2014年09月16日

Scripting with Elasticsearch

By Njal Karevoll

UPDATE: This article refers to our hosted Elasticsearch offering by an older name, Found. Please note that Found is now known as Elastic Cloud.

Scripting is an important part of the toolbox of any Elasticsearch user, and enables evaluating custom expressions that may be used to synthesize fields or provide customized scoring. In this post we take a brief look at the upcoming changes to the scripting module and the different scripting languages available to use today.

In a recent blog post about scripting, Elasticsearch outlined some coming changes to its scripting support. The two important takeaways from that post is that the sandboxing story of scripts will be improved and that the default scripting language will be changed from MVEL to Groovy.

Let’s take a look at the current official scripting languages.

The Well Known MVEL

MVEL (MVFLEX Expression Language) is a simple, but powerful expression language with an intuitive syntax that most users of Elasticsearch are able to catch on to quickly. It was the default language used by scripts for Elasticsearch up and including the 1.3.x branch, but it was removed in favor of Groovy from 1.4. In 1.4 and later, the elasticsearch-lang-mvel plugin will need to be installed in order to use MVEL as a scripting language.

When using MVEL, it’s worth keeping in mind that it has no sandboxing support at all (which was part of the reason it was replaced as a default), which means any user able to execute scripts on your cluster must be trusted not to have malicious intent.

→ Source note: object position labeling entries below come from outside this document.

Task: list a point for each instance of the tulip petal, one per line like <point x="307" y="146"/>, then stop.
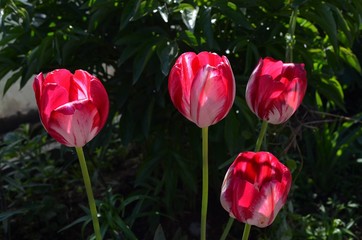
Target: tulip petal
<point x="255" y="188"/>
<point x="74" y="124"/>
<point x="207" y="96"/>
<point x="275" y="90"/>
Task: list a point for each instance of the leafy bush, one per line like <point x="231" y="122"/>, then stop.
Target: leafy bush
<point x="131" y="45"/>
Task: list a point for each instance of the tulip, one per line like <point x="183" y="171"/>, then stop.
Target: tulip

It’s still the scripting language that the most people using Elasticsearch are familiar with, but that may very well change soon. In either case, changing from MVEL to Groovy and back is a minor setting tweak (and in some cases, a small syntax change).

Getting Groovy

Groovy is a well-known dynamic language for the JVM (the Java Virtual Machine, which Elasticsearch runs on). Unlike MVEL, it’s actually a general purpose language that became known with the release of Grails, which served the same purpose for Rails did for Ruby. Since its release, Groovy has been under constant development, and since version 2.0.0 has started supporting static compilation as well.

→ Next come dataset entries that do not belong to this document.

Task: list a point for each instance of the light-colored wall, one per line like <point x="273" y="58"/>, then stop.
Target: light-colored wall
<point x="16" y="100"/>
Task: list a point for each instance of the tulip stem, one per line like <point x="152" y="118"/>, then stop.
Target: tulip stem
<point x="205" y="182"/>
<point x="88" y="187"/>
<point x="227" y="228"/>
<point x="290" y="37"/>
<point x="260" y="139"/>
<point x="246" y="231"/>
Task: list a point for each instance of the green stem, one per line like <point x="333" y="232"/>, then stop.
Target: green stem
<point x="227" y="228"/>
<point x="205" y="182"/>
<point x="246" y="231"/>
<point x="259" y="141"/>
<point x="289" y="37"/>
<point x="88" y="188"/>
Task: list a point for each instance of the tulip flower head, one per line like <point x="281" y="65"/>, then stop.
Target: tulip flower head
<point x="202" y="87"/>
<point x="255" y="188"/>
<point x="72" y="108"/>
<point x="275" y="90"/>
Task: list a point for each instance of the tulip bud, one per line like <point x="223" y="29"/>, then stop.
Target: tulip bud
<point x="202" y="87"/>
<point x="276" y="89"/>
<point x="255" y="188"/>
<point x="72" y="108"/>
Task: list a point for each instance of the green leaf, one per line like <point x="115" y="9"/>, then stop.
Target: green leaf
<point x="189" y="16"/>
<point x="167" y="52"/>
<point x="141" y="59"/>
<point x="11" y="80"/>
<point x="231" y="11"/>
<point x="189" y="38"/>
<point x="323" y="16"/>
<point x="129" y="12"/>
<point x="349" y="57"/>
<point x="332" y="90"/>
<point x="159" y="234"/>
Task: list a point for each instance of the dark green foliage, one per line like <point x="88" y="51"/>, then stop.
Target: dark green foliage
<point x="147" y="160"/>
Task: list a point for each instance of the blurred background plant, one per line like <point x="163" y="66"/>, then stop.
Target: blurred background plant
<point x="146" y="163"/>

The reasons for changing the default to Groovy were performance, development/features as well as easier sandboxing route. With the possibility of static compilation, a large community that continuously improves the language as well as the sandboxing features it comes with, it is certainly not a bad choice for a default.

While Groovy supports sandboxing, we would still advise users to take extra precautions and avoid giving untrusted clients the ability to run arbitrary code, in case the sandbox ends up being possible to break out of. Even if the sandbox holds, it does not prevent simple denial of service attacks such as simple while(true) {} style loops which exhausts resources and prevents Elasticsearch from operating properly.

The Ubiquitous Javascript

No scripting support would be complete without Javascript, and of course, Elasticsearch supports it. While it was not chosen as the default scripting language for 1.4 and forward, it’s possible to use it by installing the official elasticsearch-lang-javascript-plugin. The reasoning behind it not being chosen as the default had to do with the performance of Rhino and the concurrent script execution support of Nashorn. Whether the differences amount to anything that matters significantly is ultimately up to you to decide for your own use case, so if you enjoy using Javascript, it still enjoys official support.

Python

Rounding off with the officially provided scripting language support is Python, which is supported through the Jython project. While development on that particular project has been slow due to missing resources, it’s considered stable and works well, so it may be a good choice for anyone who is most familiar with Python.

Custom Languages

If there’s a programming language missing from Elasticsearch scripting, add it yourself. Any scripting language supporting JSR-223 can be easily added using our Script Module primer as a starting point. Other languages can be added as well, but if there’s no implementation of it available on the JVM, it’s certainly significantly more work doing so.

Lucene Expressions

While Lucene Expressions, documented in the Lucene API is an experimental feature of Elasticsearch, it’s certainly a very performant one.

It’s not really a full-blown scripting language either, but using an advanced feature of Lucene, which lies at the core of Elasticsearch, a Javascript-like expression may be used as a script. The expression is compiled once before it’s used, and if you’re using nested expressions, the results are even cached to avoid recomputation. Under the hood, the expressions are compiled to .class-files containing regular Java bytecode, which is about as fast it gets.

Be aware of the limitations though, such as no support for stored fields and it’s only possible to work with numeric fields.

sum()ing up

Elasticsearch is very flexible when it comes to scripting, allowing its users to use their preferred scripting language to accomplish a wide variety of tasks. In a later article we’ll take a closer look at various applications of scripts: where it makes sense to use it and where scripts should be avoided.